Living Desert Zoo and Gardens State Park

  • The Ocotillo Trail is a 1-mile developed trail managed by the City of Carlsbad. The trailhead is south of the visitor center on Miehls Drive.
  • Walking through the zoo on the paved pathway is 1 mile.

Navajo Lake State Park

  • The 1.32 mile North San Juan River Trail is on the north side of the river, starting at the BLM parking area. It is a scenic walk along the river through cottonwood trees, willows, and rocky cliffs. The 1.93 mile South San Juan River Trail extends from the Crusher Hole Day Use Area to the Lower Flats Day Use Area, with an extension to Texas Hole Day Use Area.
  • The newly rehabilitated BOR Trail provides access from the BOR Day Use Area to the popluar fly fishing waters of the San Juan River.

Oliver Lee Memorial State Park

  • The Riparian Nature Trail starts at the visitor center, leading to the small pools of water at the mouth of Dog Canyon, and then follows the dry creek bed before heading back up to the ruins of Frenchy's Cabin (0.5 mile). The trail provides the opportunity to view a variety of riparian vegetation, an uncommon experience in the arid desert.
  • The Dog Canyon Trail begins next to the visitor center and leads to the Lincoln National Forest in a ½ mile. This difficult trail starts at 4,400' and climbs 5 miles up the mountain to 7,600', ending at Forest Road 90B.

Rio Grande Nature Center State Park

  • The 1.7-mile network of trails between the Nature Center and the Rio Grande offers excellent birding opportunities. To ensure quality wildlife viewing, bicycles* and dogs are not permitted on the nature trails.
  • *Bikes and dogs can use the Candelaria Trail through the park to the Paseo del Bosque Trail (a 16-mile paved urban trail): .

Rockhound State Park

  • The Rockhound unit of the park: the 0.64-mile Jasper Trail starts at the visitor center and connects to the Thunder Egg Trail (0.78 mile), which provides access to the rocky slopes overlooking the park.
  • Spring Canyon: the ½ mile Lovers Leap Trail offers solitude and scenery as it climbs to a viewpoint in the Florida Mountains.
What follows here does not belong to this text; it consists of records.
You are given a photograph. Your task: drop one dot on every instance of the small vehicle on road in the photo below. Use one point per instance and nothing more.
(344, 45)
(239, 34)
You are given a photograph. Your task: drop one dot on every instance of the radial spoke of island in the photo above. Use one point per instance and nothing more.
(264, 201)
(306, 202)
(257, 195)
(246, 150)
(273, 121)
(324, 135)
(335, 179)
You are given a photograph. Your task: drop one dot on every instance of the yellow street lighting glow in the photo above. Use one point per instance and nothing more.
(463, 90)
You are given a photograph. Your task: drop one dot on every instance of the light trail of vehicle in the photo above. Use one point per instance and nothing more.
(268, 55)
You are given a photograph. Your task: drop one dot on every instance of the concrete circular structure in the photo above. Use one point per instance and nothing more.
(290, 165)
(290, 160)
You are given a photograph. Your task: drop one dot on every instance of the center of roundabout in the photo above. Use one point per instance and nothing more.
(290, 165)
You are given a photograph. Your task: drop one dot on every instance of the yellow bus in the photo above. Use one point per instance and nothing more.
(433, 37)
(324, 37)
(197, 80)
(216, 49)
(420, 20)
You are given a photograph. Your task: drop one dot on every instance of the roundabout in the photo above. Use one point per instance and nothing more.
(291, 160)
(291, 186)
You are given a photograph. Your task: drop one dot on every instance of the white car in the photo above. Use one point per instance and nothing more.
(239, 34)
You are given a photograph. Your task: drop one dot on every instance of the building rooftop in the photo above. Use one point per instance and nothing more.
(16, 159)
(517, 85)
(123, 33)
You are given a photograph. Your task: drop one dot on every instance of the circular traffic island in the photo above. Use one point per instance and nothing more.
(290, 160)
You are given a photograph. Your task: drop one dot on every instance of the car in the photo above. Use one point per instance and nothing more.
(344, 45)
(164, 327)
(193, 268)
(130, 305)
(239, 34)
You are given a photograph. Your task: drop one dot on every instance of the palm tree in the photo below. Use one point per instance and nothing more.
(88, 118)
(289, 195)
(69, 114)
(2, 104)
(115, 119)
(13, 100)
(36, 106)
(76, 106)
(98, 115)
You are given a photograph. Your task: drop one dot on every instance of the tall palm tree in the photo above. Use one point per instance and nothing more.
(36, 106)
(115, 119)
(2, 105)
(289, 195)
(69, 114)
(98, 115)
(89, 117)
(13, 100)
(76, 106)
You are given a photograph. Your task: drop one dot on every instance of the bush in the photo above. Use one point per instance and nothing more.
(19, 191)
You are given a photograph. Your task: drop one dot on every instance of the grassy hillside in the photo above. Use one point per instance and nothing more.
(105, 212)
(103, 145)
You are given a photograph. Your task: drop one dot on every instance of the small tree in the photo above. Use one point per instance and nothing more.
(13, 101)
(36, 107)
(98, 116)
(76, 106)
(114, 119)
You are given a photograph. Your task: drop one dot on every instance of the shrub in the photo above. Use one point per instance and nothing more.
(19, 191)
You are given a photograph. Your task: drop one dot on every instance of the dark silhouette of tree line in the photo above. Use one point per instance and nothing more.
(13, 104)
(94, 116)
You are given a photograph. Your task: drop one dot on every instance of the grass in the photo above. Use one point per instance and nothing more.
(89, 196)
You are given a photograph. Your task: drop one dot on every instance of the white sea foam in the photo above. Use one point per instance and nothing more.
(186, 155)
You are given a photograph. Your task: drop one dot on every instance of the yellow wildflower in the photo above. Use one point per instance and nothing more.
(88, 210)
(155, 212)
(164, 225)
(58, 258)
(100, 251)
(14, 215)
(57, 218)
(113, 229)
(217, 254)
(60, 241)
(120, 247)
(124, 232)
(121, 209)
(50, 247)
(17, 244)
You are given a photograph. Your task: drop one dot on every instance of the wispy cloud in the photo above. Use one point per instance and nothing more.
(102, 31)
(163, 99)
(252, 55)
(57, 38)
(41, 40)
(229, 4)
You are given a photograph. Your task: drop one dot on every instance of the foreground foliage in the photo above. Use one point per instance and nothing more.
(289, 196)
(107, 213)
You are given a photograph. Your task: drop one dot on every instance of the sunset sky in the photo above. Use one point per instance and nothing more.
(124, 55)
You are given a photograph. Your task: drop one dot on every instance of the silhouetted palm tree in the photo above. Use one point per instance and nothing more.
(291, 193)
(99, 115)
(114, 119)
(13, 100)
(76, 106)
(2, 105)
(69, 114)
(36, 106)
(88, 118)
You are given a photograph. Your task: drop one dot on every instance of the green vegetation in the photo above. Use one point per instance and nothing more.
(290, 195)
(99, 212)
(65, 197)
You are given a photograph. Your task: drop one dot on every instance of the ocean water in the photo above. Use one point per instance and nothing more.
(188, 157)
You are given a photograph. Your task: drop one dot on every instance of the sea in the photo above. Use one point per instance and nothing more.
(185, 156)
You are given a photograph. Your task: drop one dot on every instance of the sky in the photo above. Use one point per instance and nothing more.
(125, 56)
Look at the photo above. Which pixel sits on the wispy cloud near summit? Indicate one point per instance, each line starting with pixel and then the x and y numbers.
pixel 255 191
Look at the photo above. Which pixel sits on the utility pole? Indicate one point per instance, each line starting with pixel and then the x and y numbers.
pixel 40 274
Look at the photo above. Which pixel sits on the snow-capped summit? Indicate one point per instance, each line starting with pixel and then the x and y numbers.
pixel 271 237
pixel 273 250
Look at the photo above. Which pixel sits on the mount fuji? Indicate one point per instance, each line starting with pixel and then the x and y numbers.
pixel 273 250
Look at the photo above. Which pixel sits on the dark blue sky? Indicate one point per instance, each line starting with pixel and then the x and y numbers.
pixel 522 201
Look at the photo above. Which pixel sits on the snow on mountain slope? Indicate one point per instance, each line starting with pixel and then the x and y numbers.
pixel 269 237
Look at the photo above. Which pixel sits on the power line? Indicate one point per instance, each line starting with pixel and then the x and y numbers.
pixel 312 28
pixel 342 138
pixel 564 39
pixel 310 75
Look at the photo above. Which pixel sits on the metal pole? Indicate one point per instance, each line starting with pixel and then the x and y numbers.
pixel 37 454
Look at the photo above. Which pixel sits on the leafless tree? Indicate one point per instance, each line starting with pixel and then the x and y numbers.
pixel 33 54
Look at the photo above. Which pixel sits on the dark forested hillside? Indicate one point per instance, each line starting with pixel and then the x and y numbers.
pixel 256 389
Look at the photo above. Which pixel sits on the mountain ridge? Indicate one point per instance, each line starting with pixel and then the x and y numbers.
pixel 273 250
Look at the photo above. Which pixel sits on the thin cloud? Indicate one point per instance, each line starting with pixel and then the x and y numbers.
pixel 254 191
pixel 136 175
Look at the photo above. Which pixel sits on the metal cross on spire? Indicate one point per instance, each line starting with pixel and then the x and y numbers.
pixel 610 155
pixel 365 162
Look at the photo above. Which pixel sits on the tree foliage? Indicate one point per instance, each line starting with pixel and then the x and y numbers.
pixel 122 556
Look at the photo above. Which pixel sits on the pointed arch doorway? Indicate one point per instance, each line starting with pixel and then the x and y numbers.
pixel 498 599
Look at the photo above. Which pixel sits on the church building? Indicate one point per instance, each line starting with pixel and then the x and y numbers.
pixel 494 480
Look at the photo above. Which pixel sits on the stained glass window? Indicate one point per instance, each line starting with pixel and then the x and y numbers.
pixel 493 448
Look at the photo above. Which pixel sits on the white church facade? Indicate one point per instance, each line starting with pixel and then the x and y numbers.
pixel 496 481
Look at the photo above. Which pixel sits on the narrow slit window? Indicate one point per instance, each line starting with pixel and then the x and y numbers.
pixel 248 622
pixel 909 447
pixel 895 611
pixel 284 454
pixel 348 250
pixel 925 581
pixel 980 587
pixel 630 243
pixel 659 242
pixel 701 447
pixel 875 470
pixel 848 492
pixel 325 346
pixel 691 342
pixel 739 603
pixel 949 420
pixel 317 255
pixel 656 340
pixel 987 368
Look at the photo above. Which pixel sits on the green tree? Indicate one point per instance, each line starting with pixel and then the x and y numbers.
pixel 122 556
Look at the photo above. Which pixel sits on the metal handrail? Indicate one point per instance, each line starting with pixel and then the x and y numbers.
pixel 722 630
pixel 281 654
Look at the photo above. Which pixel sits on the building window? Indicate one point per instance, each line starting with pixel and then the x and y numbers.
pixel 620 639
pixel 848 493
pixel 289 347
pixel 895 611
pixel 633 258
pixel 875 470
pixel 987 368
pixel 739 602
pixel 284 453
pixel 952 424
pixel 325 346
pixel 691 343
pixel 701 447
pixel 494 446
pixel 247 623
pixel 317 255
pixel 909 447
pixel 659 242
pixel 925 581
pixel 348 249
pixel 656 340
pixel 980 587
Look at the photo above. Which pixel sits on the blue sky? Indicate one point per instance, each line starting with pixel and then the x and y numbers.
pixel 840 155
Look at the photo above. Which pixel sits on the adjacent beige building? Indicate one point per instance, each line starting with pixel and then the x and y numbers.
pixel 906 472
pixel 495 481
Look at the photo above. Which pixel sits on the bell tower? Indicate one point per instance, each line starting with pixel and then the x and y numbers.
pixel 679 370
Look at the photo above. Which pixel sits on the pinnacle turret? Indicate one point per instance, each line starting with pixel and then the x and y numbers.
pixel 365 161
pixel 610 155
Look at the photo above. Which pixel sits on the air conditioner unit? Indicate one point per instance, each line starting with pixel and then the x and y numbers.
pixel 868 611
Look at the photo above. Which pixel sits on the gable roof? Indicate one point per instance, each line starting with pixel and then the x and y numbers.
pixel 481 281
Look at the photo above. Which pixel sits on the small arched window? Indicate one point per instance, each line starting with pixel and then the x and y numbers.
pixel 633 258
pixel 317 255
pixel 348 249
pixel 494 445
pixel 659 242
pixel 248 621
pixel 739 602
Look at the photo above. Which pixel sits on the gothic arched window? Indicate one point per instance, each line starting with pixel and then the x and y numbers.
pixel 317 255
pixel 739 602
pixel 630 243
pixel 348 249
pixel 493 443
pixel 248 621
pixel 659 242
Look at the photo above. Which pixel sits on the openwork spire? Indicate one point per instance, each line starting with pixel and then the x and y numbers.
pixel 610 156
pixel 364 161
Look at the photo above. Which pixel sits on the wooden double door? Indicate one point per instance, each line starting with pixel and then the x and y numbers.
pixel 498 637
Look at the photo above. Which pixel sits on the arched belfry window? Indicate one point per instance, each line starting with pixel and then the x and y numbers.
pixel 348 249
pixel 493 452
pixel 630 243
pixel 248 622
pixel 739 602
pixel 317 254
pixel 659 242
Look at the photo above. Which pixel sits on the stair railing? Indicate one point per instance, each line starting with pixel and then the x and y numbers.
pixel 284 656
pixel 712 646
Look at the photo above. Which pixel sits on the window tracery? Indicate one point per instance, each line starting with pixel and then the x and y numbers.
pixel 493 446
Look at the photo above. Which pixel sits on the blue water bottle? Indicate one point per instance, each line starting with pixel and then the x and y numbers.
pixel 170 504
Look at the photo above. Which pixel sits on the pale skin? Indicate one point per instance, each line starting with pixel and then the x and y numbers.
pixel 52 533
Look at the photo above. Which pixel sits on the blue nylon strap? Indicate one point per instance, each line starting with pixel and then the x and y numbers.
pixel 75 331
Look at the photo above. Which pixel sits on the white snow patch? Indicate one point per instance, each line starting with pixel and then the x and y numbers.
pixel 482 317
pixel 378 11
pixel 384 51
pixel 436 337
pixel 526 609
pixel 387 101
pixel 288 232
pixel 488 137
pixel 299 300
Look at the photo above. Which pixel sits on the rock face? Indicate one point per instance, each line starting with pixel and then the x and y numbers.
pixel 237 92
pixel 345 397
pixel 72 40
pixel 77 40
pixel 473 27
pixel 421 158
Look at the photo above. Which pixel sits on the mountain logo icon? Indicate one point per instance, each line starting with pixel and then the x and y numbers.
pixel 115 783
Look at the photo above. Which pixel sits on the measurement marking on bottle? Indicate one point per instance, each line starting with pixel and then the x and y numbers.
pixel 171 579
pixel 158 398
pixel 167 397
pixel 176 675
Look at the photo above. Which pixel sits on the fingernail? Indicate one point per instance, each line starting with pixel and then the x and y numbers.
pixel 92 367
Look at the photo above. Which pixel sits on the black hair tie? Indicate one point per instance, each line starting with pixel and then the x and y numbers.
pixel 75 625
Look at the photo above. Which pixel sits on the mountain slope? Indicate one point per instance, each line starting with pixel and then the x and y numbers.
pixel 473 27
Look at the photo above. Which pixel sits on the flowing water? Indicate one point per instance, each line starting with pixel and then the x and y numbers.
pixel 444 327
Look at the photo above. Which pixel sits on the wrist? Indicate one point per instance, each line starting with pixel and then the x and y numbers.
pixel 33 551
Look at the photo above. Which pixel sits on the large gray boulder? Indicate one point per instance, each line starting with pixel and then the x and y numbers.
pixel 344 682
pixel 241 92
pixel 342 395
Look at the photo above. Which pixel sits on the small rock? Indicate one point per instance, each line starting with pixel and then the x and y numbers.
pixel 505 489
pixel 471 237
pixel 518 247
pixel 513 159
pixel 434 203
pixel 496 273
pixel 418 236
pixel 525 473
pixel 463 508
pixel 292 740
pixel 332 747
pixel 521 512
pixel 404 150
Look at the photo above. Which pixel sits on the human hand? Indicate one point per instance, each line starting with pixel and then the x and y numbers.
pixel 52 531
Sugarite Canyon State Park

  • The park boasts nearly 13 miles of trails, offering a variety of experiences and scenery, from an old coal camp and other related mining sites to fabulous views of the watershed. The 2011 Track Fire burned fiercely in some areas of the park, but the recovery offers educational opportunities about fire science and environmental restoration to the interested visitor .
  • Sugarite Canyon Trail Guide pdf.

Sumner Lake State Park

  • The Discovery Trail is a 0.35-mile trail linking the visitor center and the overlook to the south.
  • The Fox Run Trail is a 1.7-mile primitive trail that begins near the Eastside Campground and winds around a narrow arm of the lake.
  • Also starting at the Eastside Campground or the end of the Fox Run Trail is a network of dirt roads that can be used as a trail system, especially good for bicycles (be aware of vehicles on these roads).

Ute Lake State Park

  • The Ute Lake Nature Trail - This 1.75-mile network of primitive trails leads to benches at several overlooks north of the Logan Campground. The trail winds past the edge of a canyon with interesting geologic features. There are 2 picnic shelters on the trail.

Villanueva State Park

  • The Viewpoint Loop Trail & El Cerro Trail – The Viewpoint Loop Trail is a rugged, 2-mile primitive trail that climbs the rocky slopes high above the Pecos River.
  • The El Cerro Trail is 0.64 miles (one way) and has a more gradual climb to a view of the park from the north side of the river.
  • The River Trail starts at the end of the park road and follows the edge of the river for 0.28 mile.